Dans cet environnement, le bien-fondé technologique est évidemment primordial. Fondateur du fonds Stake Capital (portefeuille de plus d'une centaine d'entreprises), Julien Bouteloup est aussi l'un des cofondateurs du protocole de finance décentralisée Curve ou encore la première personne à avoir exécuté un flash loan (une opération de prêt et remboursement instantané pour de l'arbitrage). Compte tenu de son expertise technologique, il "mise sur les projets qu'[il] comprend personnellement, et proposé par des équipes que l'on estime plus compétentes que nous pour le construire". A la tête ou partenaire de plusieurs sociétés, comme le média Rekt ou le gestionnaire d'actifs numériques Blackpool Finance, il nous raconte "tester des solutions à même de servir [ses] compagnies" : "Par exemple, pour Rekt et notre mailing list, on a essayé Ethermail (nouveau service de mailing Web3, ndlr). Outre le capital, on a la capacité d'apporter des ressources techniques. En fait, on développe les sociétés, on regarde le code. Pour moi, la phase d'audit d'un projet consiste à le tester." 

" On espère toujours un retour sur investissement "

La question du retour sur investissement soulève des approches en revanche parfois très éloignées, même si tous, comme Claire Balva, s'accordent sur le fait qu'il existe "toujours une possibilité de ne pas revoir [leur] argent". Pour autant, elle se refuse à considérer ces financements comme du mécénat : "On espère toujours un retour sur investissement via un exit ou, si la société atteint une taille importante, des dividendes. Il n'y a pas encore de métriques car ce sont des jeunes sociétés mais ce critère de potentiel exit rentre en jeu lorsque l'on décide d'investir." L'absence de données sur ce secteur encore jeune et ces phases très précoces de développement de société ne sont en effet pas de nature à donner beaucoup de garanties. "Il y a une différence entre vouloir réaliser un exit et pouvoir le faire. Dans des investissements early stage, cela met beaucoup de temps quoi qu'il en soit, confirme-t-il. "Sur des investissements qui deviennent rapidement liquides, j'aime bien gérer comme un bon père de famille, comme avec XAnge : on aime bien rester longtemps mais le retour sur investissement, c'est bien aussi. On ne sort pas complètement des positions mais partiellement. Au bout de trois ou quatre ans, on commence à en sortir. Si c'est possible." 

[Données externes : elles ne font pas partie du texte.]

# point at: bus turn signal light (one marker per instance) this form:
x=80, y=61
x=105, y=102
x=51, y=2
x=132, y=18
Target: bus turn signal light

Claire Balva, consultante, cofondatrice de Blockchain Partner et business angel. © DR

Et si mêler investissement en actions et en tokens est de plus en plus fréquent pour les projets disposant de jetons, ce mix ne facilite pas toujours la sortie d'investissement puisque les tokens sont souvent bloqués pour une durée allant généralement de six mois à deux ans. "Aujourd'hui, je privilégie un mix token-equity car selon la gestion d'une société, on ne sait pas s'il faut davantage mettre la valeur dans l'action ou le jeton", précise Julien Romanetto avant d'ajouter qu'il "préfère lorsque les tokens sont verrouillés (impossibles à vendre pendant une période prédéfinie, ndlr) : de cette manière, même en cas de mauvaise nouvelle, tu ne songes pas à vendre. Tu ne peux pas y toucher, tu ne peux pas vendre, tu attends cinq ans et là, tu prends une décision." D'autres comme Julien Bouteloup assure même ne jamais sortir ses fonds car il "construit avec les sociétés dans lesquelles il investit et ne va donc pas se tirer une balle dans le pied". Enfin, sous couvert d'anonymat, un business angel très influent se souvient non sans mal "d'une ou deux sorties" peut-être sur sa trentaine d'investissements. Pour lui, le retour se situe surtout sur le réseau que son portefeuille lui a permis de construire. 

Une chose est sûre, le réseau des business angels français du Web3 reste un microcosme. Après vérification, toutes les personnalités interrogées ont au moins un investissement en commun.